Member of the Chamber of Deputies
- In office 15 May 1953 – 15 May 1957
- Constituency: 12th Departamental Group (Talca, Lontué and Curepto)

Personal details
- Born: Ricardo Quintana Aylwin 23 May 1910 San Javier, Chile
- Died: 22 January 1978 (aged 67) Talca, Chile
- Party: Socialist Popular Party
- Spouse: Emma Mafalda Pascual Figari
- Children: Four daughters
- Occupation: Lawyer; politician

= Ricardo Quintana =

Chilean politician (1910–1978)

Ricardo Quintana Aylwin (23 May 1910 – 22 January 1978) was a Chilean lawyer and politician who served as Deputy for the 12th Departamental Group—Talca, Lontué and Curepto—between 1953 and 1957.

== Biography ==
Ricardo Quintana Aylwin was born in San Javier on 23 May 1910, the son of Ángel Custodio Quintana Lineros and María Elena Aylwin Gajardo.
He married Emma Mafalda Pascual Figari on 11 April 1942, with whom he had four daughters.

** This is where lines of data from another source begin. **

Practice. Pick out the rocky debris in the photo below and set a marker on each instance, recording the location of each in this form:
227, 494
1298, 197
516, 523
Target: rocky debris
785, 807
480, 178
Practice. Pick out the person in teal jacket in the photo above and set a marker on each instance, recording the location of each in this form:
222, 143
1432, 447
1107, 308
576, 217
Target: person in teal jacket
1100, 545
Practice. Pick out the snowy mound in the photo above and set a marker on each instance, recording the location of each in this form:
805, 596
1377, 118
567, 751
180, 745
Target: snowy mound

He studied law and was sworn in as lawyer on 20 December 1932, submitting a thesis entitled Causales del recurso de casación en el fondo en materia civil.
He practiced in Talca as legal secretary of the Intendancy, later moving to Santiago to work in private practice.

He died in Talca on 22 January 1978.

== Political career ==
Quintana Aylwin was a member of the Socialist Popular Party.

He was elected Deputy for the 12th Departamental Group (Talca, Lontué and Curepto) for the 1953–1957 legislative term, serving on the Permanent Committee on Finance.